Back in Business

personal 0 comments suggest edit

Yeah, the past few days have been a pretty low moment for me and this blog. Long story short, on December 11, a hard-drive failure took down the managed dedicated server which hosts my blog among other sites.

(The following image is a dramatization of actual events and is not the actual hard drive)

Crufty
Hard-DriveThis is a server that Jeff Atwood and I share (we each host a Virtual Server on the machine), thus all of the following sites were brought down by the hardware malfunction:

That list doesn’t include my personal Subversion server (yes, I’m planning to switch to GitHub for that).

The good news is that my hosting provider, CrystalTech, was taking regular backups of the machine. The bad news is that all of these sites were hosted in virtual machines. The Virtual Hard Drive files (usually referred to as VHD files) which contain the actual data for our virtual machines were always in use and were not being backed up, silently failing each time.

Properly backing up a live virtual server requires taking advantage of Volume Shadow Copy Service (VSS) as described in this blog post to backup live virtual server VMs, but this was not in place, probably due to a lack of coordination between us and the hosting provider.

Recovery

A data recovery company was brought in to try and recover the data. They replaced the drive head assembly and took a forensic image from the drive and started trying to recover our data. So far the actual VHD files we need have not yet been recovered. However, they were able to recover an older VHD I had backed up in 2007. That allowed me to grab all my content files such as images and code samples from back in 2007.

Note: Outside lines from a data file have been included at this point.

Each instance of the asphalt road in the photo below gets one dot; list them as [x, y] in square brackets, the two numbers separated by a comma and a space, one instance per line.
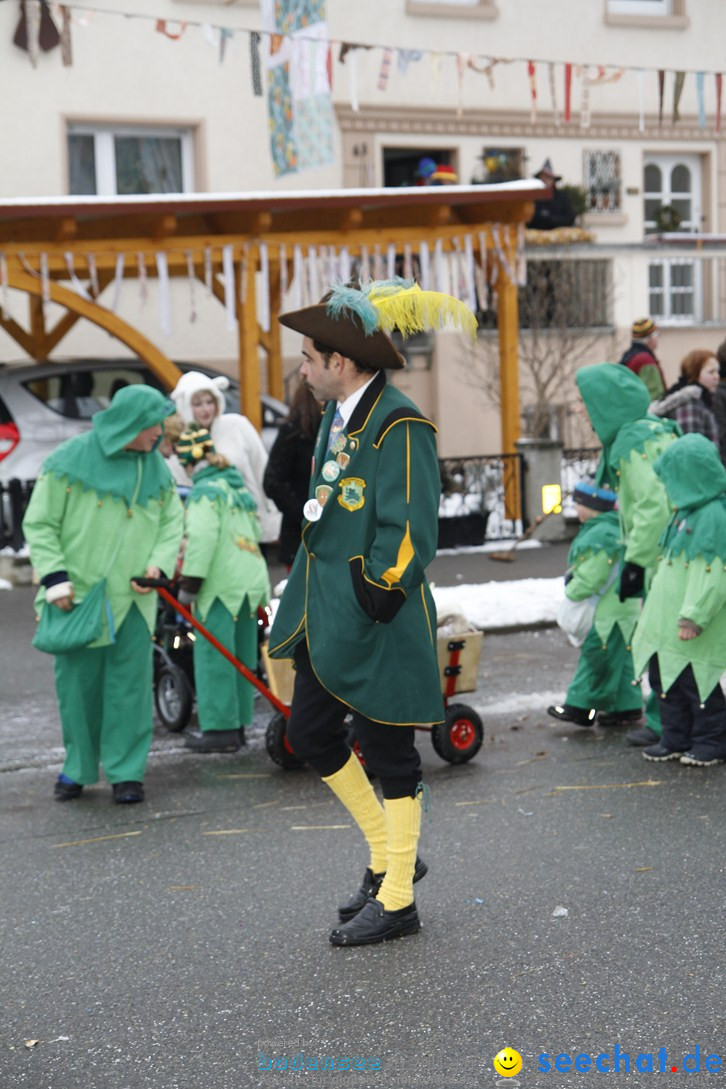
[574, 904]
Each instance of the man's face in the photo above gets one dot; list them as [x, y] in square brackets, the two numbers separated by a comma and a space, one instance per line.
[320, 375]
[146, 440]
[204, 407]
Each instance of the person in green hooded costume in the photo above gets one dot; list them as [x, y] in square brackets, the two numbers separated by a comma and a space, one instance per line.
[603, 683]
[681, 632]
[617, 402]
[225, 577]
[357, 614]
[105, 506]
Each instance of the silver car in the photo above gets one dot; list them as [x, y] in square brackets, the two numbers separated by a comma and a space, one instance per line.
[44, 403]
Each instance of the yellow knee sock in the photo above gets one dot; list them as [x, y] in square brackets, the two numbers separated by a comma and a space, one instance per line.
[403, 818]
[351, 786]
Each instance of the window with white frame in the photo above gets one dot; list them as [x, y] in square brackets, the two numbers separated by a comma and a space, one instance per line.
[108, 160]
[602, 181]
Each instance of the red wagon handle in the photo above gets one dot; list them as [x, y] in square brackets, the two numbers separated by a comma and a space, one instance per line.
[162, 588]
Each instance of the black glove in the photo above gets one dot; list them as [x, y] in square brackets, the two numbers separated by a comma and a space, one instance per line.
[632, 578]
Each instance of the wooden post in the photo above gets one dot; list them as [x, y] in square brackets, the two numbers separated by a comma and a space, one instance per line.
[508, 330]
[248, 363]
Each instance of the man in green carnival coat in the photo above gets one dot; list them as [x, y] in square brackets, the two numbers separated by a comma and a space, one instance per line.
[617, 402]
[357, 614]
[106, 508]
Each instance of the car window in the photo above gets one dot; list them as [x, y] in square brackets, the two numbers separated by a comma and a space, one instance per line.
[77, 394]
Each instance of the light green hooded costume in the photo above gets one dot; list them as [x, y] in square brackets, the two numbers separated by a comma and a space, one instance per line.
[690, 579]
[100, 511]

Luckily, I had recently backed up my database locally a few months ago. Not only that, thanks to the helpful Rich Skrenta, I was able to have a static web archive of my blog up and running quickly. He had a cache of both my and Jeff’s (http://codinghorror.com) blog with the directory structure intact! That allowed me to retain my permalinks and have my content in a readonly state. I can only assume this cache is related to his search engine startup, http://blekko.com/.

From there, I started using grepWin against a copy of those static HTML files to strip out the relevant information and convert the blog posts I didn’t have in my database into one big T-SQL script which would insert all the blog posts and comments back into my database.

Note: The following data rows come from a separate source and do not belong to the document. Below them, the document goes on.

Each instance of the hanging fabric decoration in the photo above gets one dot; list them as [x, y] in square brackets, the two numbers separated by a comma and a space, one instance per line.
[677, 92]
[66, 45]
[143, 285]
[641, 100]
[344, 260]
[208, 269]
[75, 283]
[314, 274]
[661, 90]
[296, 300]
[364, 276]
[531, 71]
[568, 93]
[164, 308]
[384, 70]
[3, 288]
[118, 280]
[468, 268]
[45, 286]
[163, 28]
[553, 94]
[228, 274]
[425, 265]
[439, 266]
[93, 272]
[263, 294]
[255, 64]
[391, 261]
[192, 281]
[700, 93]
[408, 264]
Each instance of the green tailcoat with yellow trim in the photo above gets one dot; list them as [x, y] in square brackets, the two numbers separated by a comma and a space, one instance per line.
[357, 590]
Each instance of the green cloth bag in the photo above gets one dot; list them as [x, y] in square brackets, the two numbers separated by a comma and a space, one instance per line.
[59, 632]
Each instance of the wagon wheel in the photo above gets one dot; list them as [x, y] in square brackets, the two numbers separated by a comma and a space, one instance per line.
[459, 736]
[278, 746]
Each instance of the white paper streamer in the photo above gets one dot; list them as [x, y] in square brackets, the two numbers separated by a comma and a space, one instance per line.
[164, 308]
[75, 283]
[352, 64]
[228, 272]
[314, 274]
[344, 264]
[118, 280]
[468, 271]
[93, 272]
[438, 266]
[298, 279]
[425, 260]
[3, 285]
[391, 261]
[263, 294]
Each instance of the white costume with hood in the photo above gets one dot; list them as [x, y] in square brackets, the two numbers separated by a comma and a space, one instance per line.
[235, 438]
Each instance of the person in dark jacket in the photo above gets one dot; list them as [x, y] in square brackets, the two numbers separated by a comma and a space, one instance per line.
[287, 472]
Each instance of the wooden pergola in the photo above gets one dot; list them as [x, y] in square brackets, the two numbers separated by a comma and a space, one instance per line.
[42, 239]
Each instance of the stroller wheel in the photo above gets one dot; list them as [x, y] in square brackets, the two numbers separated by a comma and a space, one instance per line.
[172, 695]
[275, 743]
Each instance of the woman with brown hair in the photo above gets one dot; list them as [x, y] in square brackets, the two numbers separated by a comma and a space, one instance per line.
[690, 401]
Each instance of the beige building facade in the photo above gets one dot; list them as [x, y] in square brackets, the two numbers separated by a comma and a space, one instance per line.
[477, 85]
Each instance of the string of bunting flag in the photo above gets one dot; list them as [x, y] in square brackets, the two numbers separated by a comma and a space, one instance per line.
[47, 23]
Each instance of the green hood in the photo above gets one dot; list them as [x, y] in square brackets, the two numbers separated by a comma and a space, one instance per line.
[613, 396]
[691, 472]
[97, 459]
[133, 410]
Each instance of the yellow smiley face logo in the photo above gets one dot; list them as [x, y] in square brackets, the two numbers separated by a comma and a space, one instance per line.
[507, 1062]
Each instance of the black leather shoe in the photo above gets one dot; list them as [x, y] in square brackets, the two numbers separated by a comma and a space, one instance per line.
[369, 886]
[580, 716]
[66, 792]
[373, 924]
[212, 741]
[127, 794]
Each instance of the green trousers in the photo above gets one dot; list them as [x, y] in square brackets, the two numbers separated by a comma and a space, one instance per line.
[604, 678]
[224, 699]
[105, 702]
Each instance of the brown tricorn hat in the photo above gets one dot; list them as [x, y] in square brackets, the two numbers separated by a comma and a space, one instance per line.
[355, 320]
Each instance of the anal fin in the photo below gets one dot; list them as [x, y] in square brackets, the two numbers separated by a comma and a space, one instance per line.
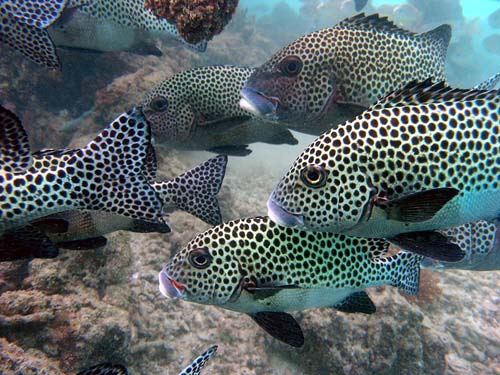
[430, 244]
[281, 326]
[358, 302]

I had to upgrade my blog to an unreleased version of Subtext because I was in the process of testing the latest version against the copy of my database. That’s why I copied it locally in the first place, so there might be potential wonkiness if I made any mistakes in the upgrade.

At this point, most of the content for my blog is back up. I’m missing some comments left on the most recent post and many of the images on posts after 2007. Unfortunately getting cached images en masse is a pretty big challenge.

I’m also missing some code samples etc, but I can start posting those back up there when I have time.

Lessons Learned

In general, I’m not a fan of the blame game as blame can’t change the past. It sucks, but what’s done is done. I’ll certainly let my hosting provider know what they can do better, but I also share in some of the blame for letting this happen.

What’s more interesting to me is learning from the past to help realize a better future, since that is something I can affect. What lessons did I learn (and re-learned because the lesson didn’t make it through my thick skull the first time) from this?

First and foremost as many mentioned to me on Twitter (thanks!):

An untested backup strategy is no backup strategy at all! Test your backups!

I think a corollary to that is to try and have a backup strategy that’s easy to setup. I actually had a process for backing up my database and content regularly, but when I moved to the new hosting provider, I forgot to set it up again.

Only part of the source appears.